Friday, June 12, 2015

Accepting Influence from One's Spouse

"Husbands and wives, learn to listen, and listen to learn from one another"
-Elder Russell M. Nelson

You know this is somethings that I never really thought was going to be a big deal before I got married.  I always thought my wife was way smarter than me and I would always be learning from her.  After we got married I found out that that idea wasn't quite right....Not to say anything bad about my wife but we have our own strengths and weaknesses.  One of my major weaknesses is that I don't listen.  Once I have an idea in my head I usually can't be talked out of it until it has exploded into a million pieces right in front of me, even though everyone else told me it would happen that way.  This is something I am trying to work on even now.  Hahahaha so I guess in that sense I was right all along.  The wife is always right!  It is so hard because we have such different communication styles.  I assume this is the case for everyone.  Even when you think you both communicate great, chances are you don't or at least not as well as you think.  My wife and I can be saying the EXACT same thing and we will argue with one another.  It's because we are both explaining it in different ways and we don't realize we are saying the same thing.  Then a few hours later I realize what a dope I was because I realize we were on the same page.  And that is why what Elder Nelson said is so important.  If we learn to listen we can learn!

Dangers of Not Accepting Influence
In this video John Gottman describes the dangers of not accepting influence from your spouse.  I have to admit I have had some of the same thoughts run through my head when he said "If I accept influence from my wife on this issue, I'm gonna have to give up something that is too central to who I am.  The loss is too great."  I think some of this thinking at least for me come from having to be the man of the house and my wife doesn't know about that.  In reality most of the time she knows a lot more than I do.  Maybe it is even that I am afraid of giving up that "man of the house" power.  But Gottman says that's where it starts and that the "mental" divorce happens long before the actual divorce.  According to our text which I believe is a quote from Gottman men have a harder time accepting influence from their spouses than women.  "Women, Gottman argues, are already well practiced at accepting influence from men, so it is critical for the well-being of marriage that men learn to do likewise" (Hawkins, Dollahite, & Draper, 2012)
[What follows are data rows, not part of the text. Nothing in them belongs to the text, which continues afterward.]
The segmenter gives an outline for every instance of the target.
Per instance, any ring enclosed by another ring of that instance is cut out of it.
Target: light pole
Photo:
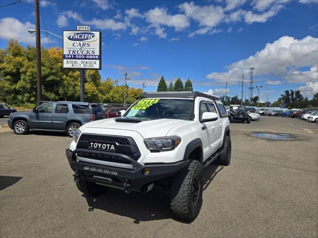
[[[125,73],[125,88],[124,88],[124,106],[126,106],[126,80],[130,79],[129,78],[127,78],[128,73],[126,72]]]
[[[263,87],[262,85],[260,85],[260,87],[258,87],[258,86],[256,86],[256,89],[258,90],[258,105],[257,106],[257,110],[259,109],[259,90]]]
[[[29,30],[28,30],[28,31],[29,32],[29,33],[32,34],[32,33],[34,33],[36,31],[35,30],[33,30],[33,29],[29,29]],[[45,30],[40,30],[40,31],[44,31],[44,32],[47,32],[48,33],[52,34],[53,36],[55,36],[60,39],[63,39],[62,37],[61,37],[60,36],[58,36],[57,35],[56,35],[54,33],[52,33],[52,32],[50,32],[49,31],[46,31]]]

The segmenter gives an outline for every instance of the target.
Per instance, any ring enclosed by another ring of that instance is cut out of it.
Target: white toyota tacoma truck
[[[144,93],[120,118],[87,123],[66,156],[79,189],[108,187],[170,194],[172,214],[193,220],[202,204],[203,168],[230,164],[230,122],[218,98],[198,92]]]

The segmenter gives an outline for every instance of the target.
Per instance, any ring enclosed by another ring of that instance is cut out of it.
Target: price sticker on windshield
[[[131,108],[131,109],[144,110],[157,103],[159,100],[159,99],[142,99]]]

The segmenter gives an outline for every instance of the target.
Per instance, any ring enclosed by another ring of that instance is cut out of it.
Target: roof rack
[[[195,98],[197,97],[202,97],[212,100],[220,100],[220,98],[197,91],[149,92],[144,92],[141,95],[141,98],[167,97]]]

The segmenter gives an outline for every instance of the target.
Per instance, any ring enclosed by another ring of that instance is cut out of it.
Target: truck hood
[[[190,122],[189,120],[164,119],[131,123],[117,122],[115,119],[111,118],[86,123],[80,129],[83,132],[86,128],[94,128],[96,129],[96,133],[98,133],[99,128],[132,130],[138,132],[144,139],[146,139],[165,136],[173,128]]]

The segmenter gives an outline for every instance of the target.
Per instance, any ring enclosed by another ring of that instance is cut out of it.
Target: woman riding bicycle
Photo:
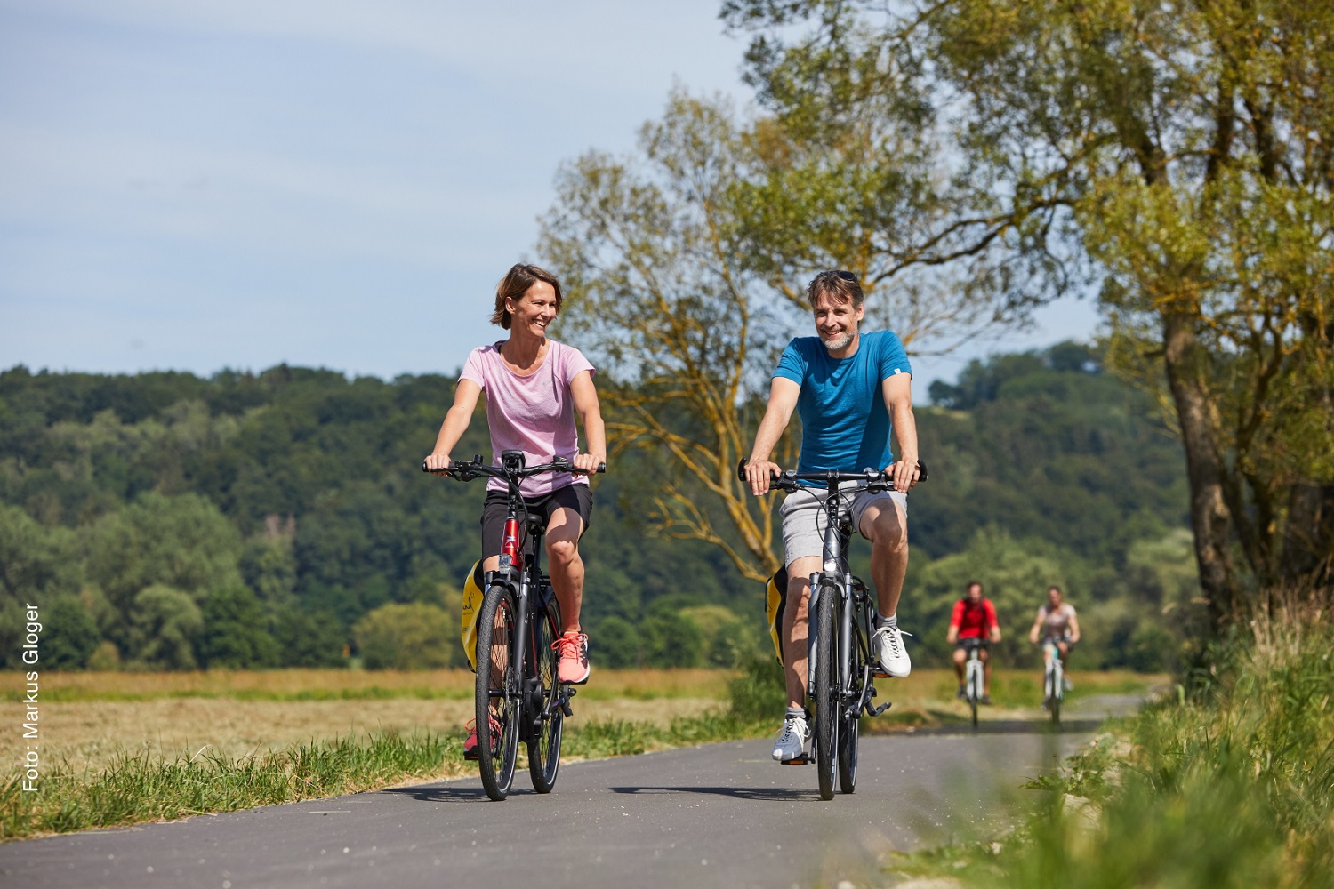
[[[487,395],[491,450],[523,450],[531,464],[566,457],[575,468],[595,472],[607,460],[607,433],[592,384],[594,367],[572,347],[547,337],[547,327],[560,311],[560,283],[536,265],[516,264],[496,287],[491,323],[510,331],[510,339],[474,349],[459,375],[454,407],[444,417],[427,468],[444,470],[459,443],[478,396]],[[575,412],[588,437],[588,453],[579,453]],[[528,509],[547,521],[546,548],[551,586],[560,602],[562,636],[552,648],[562,682],[588,681],[588,637],[579,624],[584,566],[579,538],[592,514],[592,493],[584,474],[534,476],[520,485]],[[500,564],[502,537],[508,509],[506,482],[492,478],[482,508],[483,570]],[[476,730],[468,745],[476,745]]]
[[[1061,652],[1069,692],[1070,646],[1079,641],[1079,618],[1075,616],[1075,606],[1063,601],[1059,586],[1047,588],[1047,604],[1038,608],[1033,629],[1029,630],[1029,641],[1042,645],[1043,668],[1051,660],[1053,650]]]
How do we Accept Influence?
In the text it suggests a few things that Gotmann said:

  • Turn to your spouse for advice
  • Being open to his or her ideas
  • Listening and considering their opinions
  • Learning from our spouses
  • Recognizing points we both agree on
  • Compromising
  • Showing trust
  • Being sensitive to their feelings
The key point here is that this is a change in ourselves.  All of the suggestions listed above are changing something within ourselves to make those things happen.  When doing a youtube search looking for a video to explain exactly this all I could find were people with videos explaining how to change your spouse.  That is not going to work, it never has, and never will.  I married my wife because she is the most amazing woman on this planet.  I married her for her.  So why would I want to change something about her.  In order to make this work I need to learn to accept influence from her.  Imagine if both spouses were able to accept influence from each other without fighting or arguing.  It would be amazing.  I know a lot of times I feel like my wife is trying to argue with me or attack me.  Lately she has been pointing out during those times, I dunno I guess I have something that gives it away that I'm feeling that way, that she isn't trying to fight or attack me and our conversation has been so much better.  It tells me alright you are ok and lets my try to accept her influence.